我們將使用基于Hugging Face Transformers庫的Simple Transformers庫來訓(xùn)練模型。
1. Install Anaconda or Miniconda Package Manager from here.
1.從此處安裝Anaconda或Miniconda Package Manager。
2. Create a new virtual environment and install packages.
2.創(chuàng)建一個(gè)新的虛擬環(huán)境并安裝軟件包。
conda create -n st python pandas tqdmconda activate st3. If using CUDA:
3.如果使用CUDA:
conda install pytorch>=1.6 cudatoolkit=10.2 -c pytorchelse:
其他:
conda install pytorch cpuonly -c pytorch4. Install simpletransformers.
4.安裝simpletransformers。
pip install simpletransformers資料準(zhǔn)備 (Data Preparation)
We will be combining three datasets to serve as training data for our BART Paraphrasing Model.
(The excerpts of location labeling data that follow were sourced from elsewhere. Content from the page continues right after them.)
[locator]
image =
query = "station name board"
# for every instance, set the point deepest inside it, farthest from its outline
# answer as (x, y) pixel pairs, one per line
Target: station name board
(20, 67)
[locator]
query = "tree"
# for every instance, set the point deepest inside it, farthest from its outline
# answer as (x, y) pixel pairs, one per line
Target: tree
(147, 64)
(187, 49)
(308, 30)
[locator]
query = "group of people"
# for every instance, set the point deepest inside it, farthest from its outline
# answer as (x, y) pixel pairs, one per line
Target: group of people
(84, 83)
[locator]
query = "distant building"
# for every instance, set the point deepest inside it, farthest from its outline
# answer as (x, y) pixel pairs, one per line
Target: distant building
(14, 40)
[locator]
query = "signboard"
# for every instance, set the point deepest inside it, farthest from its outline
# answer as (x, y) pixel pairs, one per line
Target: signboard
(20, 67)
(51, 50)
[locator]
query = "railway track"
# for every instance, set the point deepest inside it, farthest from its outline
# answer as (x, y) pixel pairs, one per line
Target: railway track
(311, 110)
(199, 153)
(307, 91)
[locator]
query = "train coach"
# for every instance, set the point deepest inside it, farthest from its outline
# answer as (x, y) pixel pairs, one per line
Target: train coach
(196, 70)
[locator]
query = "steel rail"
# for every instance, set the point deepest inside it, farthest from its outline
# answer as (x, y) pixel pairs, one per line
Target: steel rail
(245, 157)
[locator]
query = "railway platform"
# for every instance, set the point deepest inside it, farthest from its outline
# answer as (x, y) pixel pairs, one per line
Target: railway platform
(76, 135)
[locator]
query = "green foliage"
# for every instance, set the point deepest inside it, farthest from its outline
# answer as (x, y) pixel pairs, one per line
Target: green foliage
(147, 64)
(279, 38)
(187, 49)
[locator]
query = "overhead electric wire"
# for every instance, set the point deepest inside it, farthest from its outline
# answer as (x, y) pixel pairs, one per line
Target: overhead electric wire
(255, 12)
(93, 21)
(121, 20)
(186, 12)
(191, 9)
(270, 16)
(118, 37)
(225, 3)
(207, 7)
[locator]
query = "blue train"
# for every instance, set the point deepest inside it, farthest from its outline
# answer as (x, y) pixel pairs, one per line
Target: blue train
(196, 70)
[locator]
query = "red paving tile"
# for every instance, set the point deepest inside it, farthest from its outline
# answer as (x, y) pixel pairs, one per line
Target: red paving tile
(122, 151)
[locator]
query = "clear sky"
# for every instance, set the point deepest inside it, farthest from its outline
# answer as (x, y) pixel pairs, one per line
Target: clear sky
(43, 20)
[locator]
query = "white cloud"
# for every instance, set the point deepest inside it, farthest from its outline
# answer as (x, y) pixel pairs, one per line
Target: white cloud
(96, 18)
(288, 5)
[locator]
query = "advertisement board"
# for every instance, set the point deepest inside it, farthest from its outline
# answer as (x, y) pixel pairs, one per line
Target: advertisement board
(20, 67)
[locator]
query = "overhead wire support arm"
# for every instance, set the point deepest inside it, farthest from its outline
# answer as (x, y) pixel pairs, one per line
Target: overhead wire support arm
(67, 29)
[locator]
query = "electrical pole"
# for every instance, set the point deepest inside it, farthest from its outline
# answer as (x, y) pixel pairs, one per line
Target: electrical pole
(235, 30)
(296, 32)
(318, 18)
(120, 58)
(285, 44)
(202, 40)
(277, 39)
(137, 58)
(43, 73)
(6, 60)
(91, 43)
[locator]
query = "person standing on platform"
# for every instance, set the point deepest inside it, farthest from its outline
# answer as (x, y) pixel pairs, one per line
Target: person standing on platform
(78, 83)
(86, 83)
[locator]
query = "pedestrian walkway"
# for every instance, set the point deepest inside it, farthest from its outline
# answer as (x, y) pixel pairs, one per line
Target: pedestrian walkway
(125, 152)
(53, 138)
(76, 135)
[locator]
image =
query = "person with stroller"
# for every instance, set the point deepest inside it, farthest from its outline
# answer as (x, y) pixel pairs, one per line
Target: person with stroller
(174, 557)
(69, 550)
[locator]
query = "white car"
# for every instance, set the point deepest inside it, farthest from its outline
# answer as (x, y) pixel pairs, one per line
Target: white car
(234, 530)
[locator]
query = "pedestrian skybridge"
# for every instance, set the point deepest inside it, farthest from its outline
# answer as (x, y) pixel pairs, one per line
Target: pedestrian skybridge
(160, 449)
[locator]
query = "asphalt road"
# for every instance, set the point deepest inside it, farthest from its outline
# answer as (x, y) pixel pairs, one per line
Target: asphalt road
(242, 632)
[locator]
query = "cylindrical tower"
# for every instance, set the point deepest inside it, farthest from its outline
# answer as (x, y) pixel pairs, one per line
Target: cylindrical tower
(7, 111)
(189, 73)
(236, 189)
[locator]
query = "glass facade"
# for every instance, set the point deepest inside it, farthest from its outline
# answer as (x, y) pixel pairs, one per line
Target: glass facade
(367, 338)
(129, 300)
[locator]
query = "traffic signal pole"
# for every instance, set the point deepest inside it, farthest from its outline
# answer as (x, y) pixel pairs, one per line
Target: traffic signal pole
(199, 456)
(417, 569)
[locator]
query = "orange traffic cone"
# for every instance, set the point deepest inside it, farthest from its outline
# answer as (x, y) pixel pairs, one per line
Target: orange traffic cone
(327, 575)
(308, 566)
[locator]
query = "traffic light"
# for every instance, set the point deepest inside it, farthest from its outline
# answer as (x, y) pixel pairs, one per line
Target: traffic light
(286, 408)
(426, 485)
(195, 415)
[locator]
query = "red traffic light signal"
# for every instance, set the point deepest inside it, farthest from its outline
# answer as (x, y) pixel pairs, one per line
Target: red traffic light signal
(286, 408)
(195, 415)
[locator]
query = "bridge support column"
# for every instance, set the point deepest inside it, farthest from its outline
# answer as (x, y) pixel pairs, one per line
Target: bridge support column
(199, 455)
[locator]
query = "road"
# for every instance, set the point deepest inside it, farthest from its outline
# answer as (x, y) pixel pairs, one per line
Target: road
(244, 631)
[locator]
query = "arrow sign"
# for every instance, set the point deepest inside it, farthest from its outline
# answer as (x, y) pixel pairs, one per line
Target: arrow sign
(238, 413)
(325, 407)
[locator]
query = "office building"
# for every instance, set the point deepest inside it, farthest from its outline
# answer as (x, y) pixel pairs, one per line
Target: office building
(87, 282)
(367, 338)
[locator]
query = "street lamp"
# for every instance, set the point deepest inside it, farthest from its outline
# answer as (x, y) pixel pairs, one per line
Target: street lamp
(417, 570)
我們將結(jié)合三個(gè)數(shù)據(jù)集作為BART釋義模型的訓(xùn)練數(shù)據(jù)。
Google PAWS-Wiki Labeled (Final)
Google PAWS-Wiki標(biāo)簽(最終)
Quora Question Pairs Dataset
Quora問題對數(shù)據(jù)集
Microsoft Research Paraphrase Corpus (MSRP)
Microsoft研究復(fù)述語料庫 (MSRP)
The bash script below can be used to easily download and prep the first two datasets, but the MSRP dataset has to be downloaded manually from the link. (Microsoft hasn’t provided a direct link 😞 )
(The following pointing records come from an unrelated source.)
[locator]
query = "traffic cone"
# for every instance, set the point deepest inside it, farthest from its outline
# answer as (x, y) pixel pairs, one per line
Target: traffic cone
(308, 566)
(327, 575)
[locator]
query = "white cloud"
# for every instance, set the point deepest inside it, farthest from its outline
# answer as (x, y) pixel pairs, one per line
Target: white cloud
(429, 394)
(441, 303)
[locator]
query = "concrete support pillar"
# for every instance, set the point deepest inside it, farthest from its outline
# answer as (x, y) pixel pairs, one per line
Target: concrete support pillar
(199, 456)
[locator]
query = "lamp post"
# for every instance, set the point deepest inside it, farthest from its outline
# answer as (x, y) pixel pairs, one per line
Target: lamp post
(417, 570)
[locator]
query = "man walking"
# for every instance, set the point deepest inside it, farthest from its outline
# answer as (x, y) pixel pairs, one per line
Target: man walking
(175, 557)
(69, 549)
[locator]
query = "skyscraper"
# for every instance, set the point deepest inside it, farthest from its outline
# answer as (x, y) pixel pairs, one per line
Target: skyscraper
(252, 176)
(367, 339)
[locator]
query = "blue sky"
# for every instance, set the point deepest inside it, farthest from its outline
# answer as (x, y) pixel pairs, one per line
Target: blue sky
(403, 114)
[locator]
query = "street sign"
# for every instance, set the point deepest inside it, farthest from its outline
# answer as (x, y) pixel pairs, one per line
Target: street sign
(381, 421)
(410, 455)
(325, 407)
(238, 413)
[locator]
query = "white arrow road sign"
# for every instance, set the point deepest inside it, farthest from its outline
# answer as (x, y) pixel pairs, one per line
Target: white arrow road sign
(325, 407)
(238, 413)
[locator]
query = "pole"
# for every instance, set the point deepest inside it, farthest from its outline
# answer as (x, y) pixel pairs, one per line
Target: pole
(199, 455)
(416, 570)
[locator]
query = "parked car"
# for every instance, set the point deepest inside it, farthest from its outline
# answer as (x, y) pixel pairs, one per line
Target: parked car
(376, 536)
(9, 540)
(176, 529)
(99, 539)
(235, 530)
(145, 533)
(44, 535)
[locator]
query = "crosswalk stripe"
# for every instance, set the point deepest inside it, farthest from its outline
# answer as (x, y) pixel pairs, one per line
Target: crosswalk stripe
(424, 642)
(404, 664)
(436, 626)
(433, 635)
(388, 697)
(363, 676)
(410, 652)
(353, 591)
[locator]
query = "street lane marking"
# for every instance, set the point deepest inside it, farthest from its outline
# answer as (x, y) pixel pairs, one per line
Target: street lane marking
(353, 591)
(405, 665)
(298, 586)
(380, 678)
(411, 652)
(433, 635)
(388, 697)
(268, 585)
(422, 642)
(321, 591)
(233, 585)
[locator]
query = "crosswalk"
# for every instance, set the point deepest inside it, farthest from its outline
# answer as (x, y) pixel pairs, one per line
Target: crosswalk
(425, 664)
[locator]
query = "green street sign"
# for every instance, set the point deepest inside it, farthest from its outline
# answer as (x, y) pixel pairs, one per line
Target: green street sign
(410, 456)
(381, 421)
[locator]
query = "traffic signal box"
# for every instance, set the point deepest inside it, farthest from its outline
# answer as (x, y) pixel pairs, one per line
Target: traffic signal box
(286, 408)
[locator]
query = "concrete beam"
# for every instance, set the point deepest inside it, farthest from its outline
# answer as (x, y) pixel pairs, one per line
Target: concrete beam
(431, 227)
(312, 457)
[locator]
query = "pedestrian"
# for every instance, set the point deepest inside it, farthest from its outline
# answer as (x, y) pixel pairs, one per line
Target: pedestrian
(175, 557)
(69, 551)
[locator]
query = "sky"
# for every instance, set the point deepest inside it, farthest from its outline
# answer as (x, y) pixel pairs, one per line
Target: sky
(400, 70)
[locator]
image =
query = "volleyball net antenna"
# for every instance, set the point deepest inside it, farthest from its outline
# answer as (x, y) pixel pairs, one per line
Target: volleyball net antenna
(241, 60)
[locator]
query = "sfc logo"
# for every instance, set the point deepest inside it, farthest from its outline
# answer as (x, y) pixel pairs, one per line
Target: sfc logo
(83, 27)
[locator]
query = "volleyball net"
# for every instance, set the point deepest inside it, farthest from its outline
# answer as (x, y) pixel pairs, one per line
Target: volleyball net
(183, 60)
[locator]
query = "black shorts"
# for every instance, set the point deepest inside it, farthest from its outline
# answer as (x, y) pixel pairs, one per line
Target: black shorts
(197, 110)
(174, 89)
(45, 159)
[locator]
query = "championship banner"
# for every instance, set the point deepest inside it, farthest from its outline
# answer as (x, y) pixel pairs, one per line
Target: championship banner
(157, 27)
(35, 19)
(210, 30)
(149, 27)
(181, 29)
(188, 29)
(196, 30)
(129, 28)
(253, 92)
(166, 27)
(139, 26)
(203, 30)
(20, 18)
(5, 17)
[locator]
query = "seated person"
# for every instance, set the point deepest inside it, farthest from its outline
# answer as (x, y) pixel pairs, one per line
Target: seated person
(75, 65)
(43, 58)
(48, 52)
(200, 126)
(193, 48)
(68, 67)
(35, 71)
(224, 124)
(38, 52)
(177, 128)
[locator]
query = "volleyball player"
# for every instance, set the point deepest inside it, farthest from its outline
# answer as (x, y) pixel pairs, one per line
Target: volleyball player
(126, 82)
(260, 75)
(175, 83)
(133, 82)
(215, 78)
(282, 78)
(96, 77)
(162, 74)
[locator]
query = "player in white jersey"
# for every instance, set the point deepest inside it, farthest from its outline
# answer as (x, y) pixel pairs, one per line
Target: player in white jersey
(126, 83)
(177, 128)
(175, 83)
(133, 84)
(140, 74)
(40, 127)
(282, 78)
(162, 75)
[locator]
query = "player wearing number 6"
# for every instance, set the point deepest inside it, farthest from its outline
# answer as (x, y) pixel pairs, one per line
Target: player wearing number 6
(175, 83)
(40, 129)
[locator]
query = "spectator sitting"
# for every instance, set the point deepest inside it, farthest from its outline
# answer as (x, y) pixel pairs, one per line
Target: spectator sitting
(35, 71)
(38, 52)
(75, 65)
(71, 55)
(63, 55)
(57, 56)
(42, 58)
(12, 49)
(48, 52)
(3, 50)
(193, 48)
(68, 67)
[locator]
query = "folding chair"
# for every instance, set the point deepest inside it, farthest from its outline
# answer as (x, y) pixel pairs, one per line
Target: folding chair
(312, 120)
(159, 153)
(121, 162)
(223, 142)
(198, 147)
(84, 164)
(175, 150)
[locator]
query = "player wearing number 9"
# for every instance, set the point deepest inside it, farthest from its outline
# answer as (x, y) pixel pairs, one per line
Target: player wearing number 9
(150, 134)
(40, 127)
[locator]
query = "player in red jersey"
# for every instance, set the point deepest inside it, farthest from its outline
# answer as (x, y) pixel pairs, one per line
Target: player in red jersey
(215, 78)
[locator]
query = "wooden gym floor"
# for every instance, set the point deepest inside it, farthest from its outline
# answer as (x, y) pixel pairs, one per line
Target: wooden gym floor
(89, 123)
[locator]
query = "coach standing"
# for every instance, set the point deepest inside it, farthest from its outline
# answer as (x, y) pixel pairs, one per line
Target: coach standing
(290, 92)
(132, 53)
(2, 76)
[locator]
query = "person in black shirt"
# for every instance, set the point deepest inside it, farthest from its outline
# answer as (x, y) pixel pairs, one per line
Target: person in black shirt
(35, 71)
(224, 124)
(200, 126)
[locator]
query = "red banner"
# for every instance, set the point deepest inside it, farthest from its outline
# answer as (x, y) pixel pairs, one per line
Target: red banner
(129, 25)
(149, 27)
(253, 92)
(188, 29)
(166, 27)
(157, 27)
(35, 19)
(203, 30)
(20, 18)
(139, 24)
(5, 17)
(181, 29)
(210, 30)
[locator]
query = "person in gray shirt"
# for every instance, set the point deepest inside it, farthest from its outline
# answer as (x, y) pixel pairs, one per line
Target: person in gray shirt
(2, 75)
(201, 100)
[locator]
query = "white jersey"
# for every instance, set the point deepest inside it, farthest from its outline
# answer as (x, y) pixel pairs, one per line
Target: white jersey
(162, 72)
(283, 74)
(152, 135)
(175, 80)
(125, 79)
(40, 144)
下面的bash腳本可用于輕松下載和準(zhǔn)備前兩個(gè)數(shù)據(jù)集,但是必須從鏈接手動下載MSRP數(shù)據(jù)集。 (Microsoft沒有提供直接鏈接😞)
Make sure you place the files in the same directory ( data ) to avoid annoyances with file paths in the example code.
確保將文件放在相同的目錄( data )中,以免示例代碼中的文件路徑造成麻煩。
We also have a couple of helper functions, one to load data, and one to clean unnecessary spaces in the training data. Both of these functions are defined in utils.py.
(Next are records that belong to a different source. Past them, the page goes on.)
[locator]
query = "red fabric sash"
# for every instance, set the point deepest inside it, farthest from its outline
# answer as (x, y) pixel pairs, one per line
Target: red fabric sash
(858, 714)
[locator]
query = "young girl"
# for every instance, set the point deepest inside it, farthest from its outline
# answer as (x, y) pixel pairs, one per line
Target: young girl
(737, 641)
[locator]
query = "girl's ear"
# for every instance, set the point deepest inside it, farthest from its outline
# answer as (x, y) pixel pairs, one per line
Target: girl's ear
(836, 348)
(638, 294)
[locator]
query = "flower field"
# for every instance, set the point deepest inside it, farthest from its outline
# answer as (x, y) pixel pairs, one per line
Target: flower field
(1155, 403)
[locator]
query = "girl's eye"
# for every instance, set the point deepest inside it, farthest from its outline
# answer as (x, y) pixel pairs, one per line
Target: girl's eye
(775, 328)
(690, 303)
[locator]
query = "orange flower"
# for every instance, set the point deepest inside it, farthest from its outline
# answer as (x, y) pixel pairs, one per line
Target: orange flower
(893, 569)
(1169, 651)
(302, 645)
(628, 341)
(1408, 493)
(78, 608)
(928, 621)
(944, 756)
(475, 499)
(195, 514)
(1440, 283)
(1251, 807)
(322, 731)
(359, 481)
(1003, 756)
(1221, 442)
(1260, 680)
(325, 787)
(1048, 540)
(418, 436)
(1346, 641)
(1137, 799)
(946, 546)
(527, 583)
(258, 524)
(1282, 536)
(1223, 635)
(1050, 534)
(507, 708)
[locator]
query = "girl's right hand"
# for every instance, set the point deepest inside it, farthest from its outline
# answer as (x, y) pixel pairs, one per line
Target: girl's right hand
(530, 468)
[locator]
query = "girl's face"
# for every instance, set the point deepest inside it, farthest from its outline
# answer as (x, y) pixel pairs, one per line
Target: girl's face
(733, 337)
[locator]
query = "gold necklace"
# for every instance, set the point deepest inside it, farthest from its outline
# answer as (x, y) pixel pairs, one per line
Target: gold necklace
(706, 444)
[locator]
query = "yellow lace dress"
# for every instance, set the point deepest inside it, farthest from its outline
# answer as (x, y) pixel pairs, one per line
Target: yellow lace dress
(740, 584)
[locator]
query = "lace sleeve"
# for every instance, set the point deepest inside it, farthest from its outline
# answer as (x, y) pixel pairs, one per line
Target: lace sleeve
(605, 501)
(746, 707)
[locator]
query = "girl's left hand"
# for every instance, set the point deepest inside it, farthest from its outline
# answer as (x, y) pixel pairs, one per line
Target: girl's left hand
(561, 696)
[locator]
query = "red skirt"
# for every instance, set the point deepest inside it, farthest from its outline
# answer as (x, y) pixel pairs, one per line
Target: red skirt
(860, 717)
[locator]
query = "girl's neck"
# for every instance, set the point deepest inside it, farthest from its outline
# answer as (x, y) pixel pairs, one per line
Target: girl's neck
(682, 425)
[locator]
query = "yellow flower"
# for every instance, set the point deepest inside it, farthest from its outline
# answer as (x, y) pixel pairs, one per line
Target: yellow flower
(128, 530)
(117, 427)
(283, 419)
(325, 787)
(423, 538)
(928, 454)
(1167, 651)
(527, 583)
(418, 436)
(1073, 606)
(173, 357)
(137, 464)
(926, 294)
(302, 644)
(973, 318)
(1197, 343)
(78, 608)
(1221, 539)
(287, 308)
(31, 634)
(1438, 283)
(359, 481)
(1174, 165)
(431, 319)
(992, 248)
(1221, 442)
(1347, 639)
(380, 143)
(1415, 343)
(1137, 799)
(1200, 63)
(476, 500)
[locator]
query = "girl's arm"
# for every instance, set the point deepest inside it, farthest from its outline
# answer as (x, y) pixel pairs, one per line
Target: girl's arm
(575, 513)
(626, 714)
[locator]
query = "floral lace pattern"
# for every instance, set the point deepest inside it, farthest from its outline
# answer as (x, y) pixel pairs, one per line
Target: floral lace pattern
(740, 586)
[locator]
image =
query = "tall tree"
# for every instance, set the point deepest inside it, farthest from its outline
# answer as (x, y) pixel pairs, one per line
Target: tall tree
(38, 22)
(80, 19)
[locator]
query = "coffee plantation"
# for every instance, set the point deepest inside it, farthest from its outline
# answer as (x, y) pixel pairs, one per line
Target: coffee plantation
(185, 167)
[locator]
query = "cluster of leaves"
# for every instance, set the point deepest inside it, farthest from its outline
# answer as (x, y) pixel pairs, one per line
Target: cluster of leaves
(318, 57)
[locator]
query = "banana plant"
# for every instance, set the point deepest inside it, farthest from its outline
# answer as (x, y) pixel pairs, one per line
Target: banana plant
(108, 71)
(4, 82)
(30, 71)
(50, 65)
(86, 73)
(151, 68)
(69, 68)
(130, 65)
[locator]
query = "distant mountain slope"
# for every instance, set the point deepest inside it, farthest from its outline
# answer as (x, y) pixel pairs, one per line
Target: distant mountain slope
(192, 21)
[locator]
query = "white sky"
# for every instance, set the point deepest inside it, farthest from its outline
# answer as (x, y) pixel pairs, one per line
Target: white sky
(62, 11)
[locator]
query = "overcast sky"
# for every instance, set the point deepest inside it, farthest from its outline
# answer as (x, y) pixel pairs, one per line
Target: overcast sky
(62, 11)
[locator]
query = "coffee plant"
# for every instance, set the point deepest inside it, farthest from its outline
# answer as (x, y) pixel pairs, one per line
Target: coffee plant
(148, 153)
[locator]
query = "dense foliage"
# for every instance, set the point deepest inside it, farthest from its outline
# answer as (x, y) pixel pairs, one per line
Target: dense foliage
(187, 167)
我們還有兩個(gè)幫助函數(shù),一個(gè)用于加載數(shù)據(jù),另一個(gè)用于清除訓(xùn)練數(shù)據(jù)中不必要的空間。 這兩個(gè)函數(shù)都在utils.py中定義。
Some of the data have spaces before punctuation marks that we need to remove. clean_unnecessary_spaces() function is used for this purpose.
有些數(shù)據(jù)在標(biāo)點(diǎn)符號之前需要刪除空格。 clean_unnecessary_spaces() 函數(shù)用于此目的。
用BART解釋 (Paraphrasing with BART)
Once the data is prepared, training the model is quite simple.
一旦準(zhǔn)備好數(shù)據(jù),訓(xùn)練模型就非常簡單。
Note that you can find all the code in the Simple Transformers examples here.
請注意,您可以在 此處 的“簡單變形金剛”示例中找到所有代碼 。
First, we import all the necessary stuff and set up logging.
首先,我們導(dǎo)入所有必要的內(nèi)容并設(shè)置日志記錄。
Next, we load the datasets.
接下來,我們加載數(shù)據(jù)集。
Then, we set up the model and hyperparameter values. Note that we are using the pre-trained facebook/bart-large model, and fine-tuning it on our own dataset.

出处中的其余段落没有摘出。